Ces conclusions soulèvent plusieurs questions quant aux effets des tempêtes médiatiques durant les campagnes électorales. Elles risquent en effet de bouleverser les dynamiques usuelles

de construction de l’agenda. Si l’environnement médiatique en période de tempête est moins sujet au changement et si l’attention des journalistes tend à se concentrer en majeure partie sur les enjeux et cadres en rapport avec la tempête médiatique, cela impliquerait donc que certains contextes seraient moins propices à la promotion efficace d’autres enjeux. De plus, cette intense concentration médiatique, qui interpelle déjà les acteurs politiques hors des périodes électorales, pourrait générer une immense pression réactive durant les campagnes électorales, où la capacité à contrôler la trame narrative est souvent perçue comme le signe d’un parti prêt à gouverner.

Cette pression réactive serait d’autant plus importante s’il se révélait que les citoyens étaient sensibles aux enjeux qui constituent le cœur de ces tempêtes, comme le suggèrent (sans l’examiner) Giasson, Brin et Sauvageau (2010). Devant l’ampleur de ces phénomènes, il semble logique de supposer que leurs effets (potentiels) sur l’opinion publique risquent de persister bien au-delà des périodes où la couverture médiatique inclut une tempête. En période électorale, il deviendrait ainsi possible qu’une tempête médiatique, si elle survient assez tard dans une campagne, puisse constituer un déterminant significatif du choix de vote d’électeurs soumis à l’immense attention médiatique que sa présence implique.

Généralement parlant, la littérature sur le processus de mise à l’agenda laisse croire que tel est bien le cas, mais aucune analyse ne s’est encore attaquée à la question d’une manière systématique. Wolfsfeld et Sheafer (2006) indiquent par exemple que la prise en compte de l’opinion publique serait souhaitable, mais que leur appareillage méthodologique ne permet pas de le faire. L’article de Boydstun, Hardy et Walgrave (2014) teste une hypothèse à propos des impacts des tempêtes médiatiques sur l’opinion publique, mais il se contente de montrer, à l’aide de données tirées de Google Trends, que quatre périodes de tempête s’accompagnent de hausses concomitantes et « explosives » du nombre de recherches Internet à propos de l’enjeu qui les a déclenchées.

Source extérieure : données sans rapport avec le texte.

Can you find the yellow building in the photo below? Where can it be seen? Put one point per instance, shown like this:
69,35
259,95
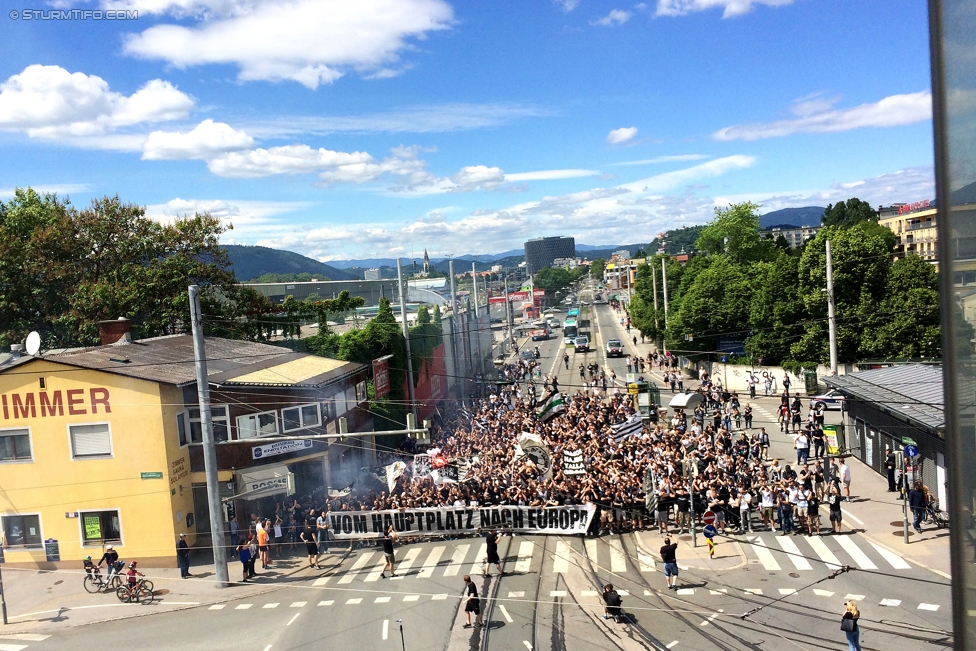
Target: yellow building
102,445
914,226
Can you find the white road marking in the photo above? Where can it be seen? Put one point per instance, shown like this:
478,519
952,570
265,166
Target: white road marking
893,559
765,556
457,560
427,569
508,618
860,558
560,561
354,570
526,549
404,566
479,566
827,556
794,553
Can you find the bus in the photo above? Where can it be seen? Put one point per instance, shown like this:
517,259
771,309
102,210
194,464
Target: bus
569,328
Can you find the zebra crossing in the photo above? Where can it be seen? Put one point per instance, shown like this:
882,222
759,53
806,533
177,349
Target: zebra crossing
805,553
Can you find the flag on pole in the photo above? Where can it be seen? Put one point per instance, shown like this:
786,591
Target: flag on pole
552,406
630,427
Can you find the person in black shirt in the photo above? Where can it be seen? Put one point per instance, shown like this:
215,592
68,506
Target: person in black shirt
388,551
472,604
492,538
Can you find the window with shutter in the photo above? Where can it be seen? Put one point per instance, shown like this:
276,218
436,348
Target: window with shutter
93,440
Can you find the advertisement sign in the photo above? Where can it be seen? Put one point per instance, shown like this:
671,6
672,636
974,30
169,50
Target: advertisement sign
381,376
282,447
556,520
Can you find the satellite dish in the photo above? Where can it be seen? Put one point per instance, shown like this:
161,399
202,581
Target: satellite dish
33,343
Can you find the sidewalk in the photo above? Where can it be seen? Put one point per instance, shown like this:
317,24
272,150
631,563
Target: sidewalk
53,599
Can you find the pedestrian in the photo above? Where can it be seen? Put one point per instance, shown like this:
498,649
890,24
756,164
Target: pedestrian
472,604
848,624
833,501
311,546
612,600
890,468
388,539
244,554
183,556
492,538
669,558
916,502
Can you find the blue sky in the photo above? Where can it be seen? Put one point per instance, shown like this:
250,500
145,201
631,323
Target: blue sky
343,129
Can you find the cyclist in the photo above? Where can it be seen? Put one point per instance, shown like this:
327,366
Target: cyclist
131,577
111,558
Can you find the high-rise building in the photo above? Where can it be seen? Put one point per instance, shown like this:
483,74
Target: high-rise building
542,251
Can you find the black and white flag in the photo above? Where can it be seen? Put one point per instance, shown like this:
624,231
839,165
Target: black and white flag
630,427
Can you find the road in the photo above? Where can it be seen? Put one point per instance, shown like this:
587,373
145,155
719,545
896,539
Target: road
549,597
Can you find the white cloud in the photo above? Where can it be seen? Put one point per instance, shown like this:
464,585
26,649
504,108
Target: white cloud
677,158
621,135
312,42
50,102
731,7
615,17
206,140
821,117
288,159
549,175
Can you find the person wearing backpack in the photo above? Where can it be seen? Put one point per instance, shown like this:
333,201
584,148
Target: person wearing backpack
613,601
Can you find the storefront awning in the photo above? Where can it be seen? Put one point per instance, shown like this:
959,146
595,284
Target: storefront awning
264,481
686,401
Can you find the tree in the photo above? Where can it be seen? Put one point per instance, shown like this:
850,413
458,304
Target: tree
848,213
735,232
597,267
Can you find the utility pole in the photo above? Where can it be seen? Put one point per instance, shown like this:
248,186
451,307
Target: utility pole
406,338
831,317
209,451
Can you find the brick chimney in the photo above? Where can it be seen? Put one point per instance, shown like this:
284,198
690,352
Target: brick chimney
115,332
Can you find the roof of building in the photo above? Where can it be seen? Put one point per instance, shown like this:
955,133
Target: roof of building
170,360
911,392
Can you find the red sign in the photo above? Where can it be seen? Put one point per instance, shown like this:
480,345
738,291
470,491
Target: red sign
381,376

Suivant le récapitulatif d’une littérature émergente relativement rare, mais qui suggère un effet important du phénomène sur les dynamiques de construction de l’ordre du jour et, dans une suite logique, sur les citoyens que les médias desservent, cette thèse de doctorat mobilise le concept de tempête médiatique afin d’explorer ses impacts sur les trois maillons de la chaine de communication électorale :

1) les médias (et la stabilité de l’espace médiatique dévolu à la campagne);

2) les acteurs politiques (et l’efficacité de leurs efforts de construction de l’agenda); 3) les citoyens (et l’évolution des attitudes politiques liées aux tempêtes).

Il s’agit d’un programme de recherche novateur, qui comblera plusieurs vides théoriques et empiriques liés à la compréhension des phénomènes de tempête médiatique et de construction de l’ordre du jour. Avant d’entrer dans les détails des chapitres consacrés à l’examen de ces questions spécifiques, la prochaine section décrira l’appareillage méthodologique élaboré afin de recueillir des données adéquates pour cette démarche.